De todas as falsas simetrias, a mais hipócrita funda-se na falsa equiparação entre o exército israelita e os terroristas do Hamas, com estes promovidos a ‘combatentes’. E falsa porque as Forças israelitas combatem à frente dos civis, servindo-lhes de escudo. Os terroristas, esses combatem atrás dos civis, com estes a servir-lhes de escudo. Toda uma ética os separa.
Ouvindo hoje, no Parlamento, as vozes do PCP e do BE, esses ecos da extrema-esquerda global, e refletindo nas ‘linhas vermelhas’ que quase toda aquela santa gente ali sentada coloca ao Chega enquanto abre servilmente, de par em par, as portas aos estalinistas e aos troskistas que ali estavam na minha frente a tentar justificar o injustificável, pela primeira vez temi seriamente pelo futuro do mundo que herdámos. Esse mundo que reagia em uníssono contra o holocausto e o Holodomor e outros mais limitados surtos de barbáries episódicas em uníssono e ‘sem mas nem meios mas’.
Tendo em conta o observável nestes dias decisivos, temo que esse mundo se dissolva na paisagem. Não sei se a selva amazónica está, ou não, em recuo. Mas sei, isso sim, que ela avança, imparável e sombria, pelos bairros in das metrópoles onde dormem aqueles que comandam as grandes corporações globais; que ela sobe pelos arranha-céus onde nasce a informação que se distribui pela sombra daquilo que em tempos idos já foi uma forte e pujante classe média; que se espraia pelos solenes palácios onde – pelo menos aparentemente – se desenham os destinos das nações.
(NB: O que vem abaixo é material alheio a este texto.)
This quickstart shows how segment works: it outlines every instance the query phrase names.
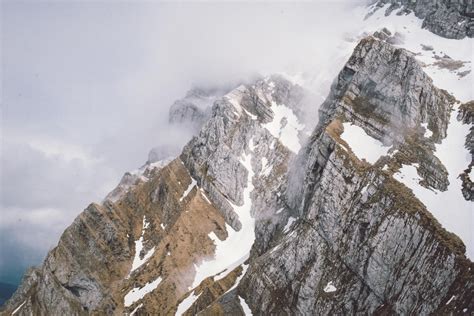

Entre essas metrópoles e nas suas periferias, vivem os ‘deploráveis’. Os que não foram desconstruídos pela Escola de Frankfurt. Que casam e têm filhos que educam. Com seguro bom senso, mesmo que, tantas vezes, sem sombra de bom gosto. Neles, a selva não avança. E serão eles que a farão regredir ao ponto de partida.